National Treasury Cabinet Secretary Henry Rotich recently revealed that the Government would soon issue another sovereign bond, most likely a Eurobond, with the proceeds expected to go towards paying off a syndicated loan of Sh77 billion that was supposed to mature at the end of October.
The Government is said to have negotiated for the repayment date to be rescheduled to April 2018 as it tried once again to woo international investors.
The last time the Government went for a Eurobond was in 2014 when it raised over Sh200 billion, part of which was used to offset another syndicated loan that had reached maturity.

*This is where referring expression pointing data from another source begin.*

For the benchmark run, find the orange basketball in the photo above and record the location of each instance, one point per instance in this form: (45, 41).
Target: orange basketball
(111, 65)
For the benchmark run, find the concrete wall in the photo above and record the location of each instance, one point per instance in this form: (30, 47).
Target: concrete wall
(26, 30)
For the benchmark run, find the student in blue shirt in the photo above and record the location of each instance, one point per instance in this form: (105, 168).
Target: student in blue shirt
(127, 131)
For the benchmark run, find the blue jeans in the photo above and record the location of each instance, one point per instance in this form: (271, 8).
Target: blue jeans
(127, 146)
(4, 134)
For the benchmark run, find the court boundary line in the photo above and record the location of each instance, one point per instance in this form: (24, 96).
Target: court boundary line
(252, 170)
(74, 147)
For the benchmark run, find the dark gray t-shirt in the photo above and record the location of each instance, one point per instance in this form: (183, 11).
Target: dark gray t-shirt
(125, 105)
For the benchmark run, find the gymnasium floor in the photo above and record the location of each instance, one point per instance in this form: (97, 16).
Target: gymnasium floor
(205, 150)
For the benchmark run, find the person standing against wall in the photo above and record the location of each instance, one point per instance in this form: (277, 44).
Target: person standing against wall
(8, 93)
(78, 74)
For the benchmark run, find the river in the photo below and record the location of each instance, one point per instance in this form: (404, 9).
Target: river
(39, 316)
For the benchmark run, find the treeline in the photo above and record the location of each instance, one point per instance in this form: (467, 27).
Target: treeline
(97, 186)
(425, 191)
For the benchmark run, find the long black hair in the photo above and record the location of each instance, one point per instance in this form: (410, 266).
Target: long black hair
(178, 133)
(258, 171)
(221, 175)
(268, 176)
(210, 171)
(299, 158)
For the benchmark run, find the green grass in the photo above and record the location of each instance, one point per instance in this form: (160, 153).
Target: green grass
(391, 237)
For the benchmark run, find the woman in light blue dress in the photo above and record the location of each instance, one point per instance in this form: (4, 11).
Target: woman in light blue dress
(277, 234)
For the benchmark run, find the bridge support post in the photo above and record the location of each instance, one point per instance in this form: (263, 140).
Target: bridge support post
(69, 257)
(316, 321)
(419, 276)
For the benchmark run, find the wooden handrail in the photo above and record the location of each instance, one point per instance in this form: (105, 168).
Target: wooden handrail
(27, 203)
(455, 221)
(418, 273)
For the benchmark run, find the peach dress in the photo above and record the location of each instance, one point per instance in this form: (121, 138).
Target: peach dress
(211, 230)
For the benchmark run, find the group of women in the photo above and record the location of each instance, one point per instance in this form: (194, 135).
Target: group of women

The country’s undoing in this debt debacle is the fact that productivity remains subdued, with the rate at which the country is accumulating debt outpacing the rate at which finished goods and services are being produced.
Although the Government expects to reap the dividend of increased public investment in the future, there are fears that in the short run, it is simply placing pressure on the country’s fiscal policy.
Kenya, said the IMF, is one of the non-resource-intensive countries where fiscal risks had started materialise.
“Development spending is up 10 per cent of GDP. That is a good thing, but it needs to be done more efficiently,” said Mikkelsen.
Among IMF’s prescription to reduce the country’s expanding fiscal deficit includes Government cuts on roads, rails and ports, firing of civil servants or freezing employment and aggressively going after tax defaulters.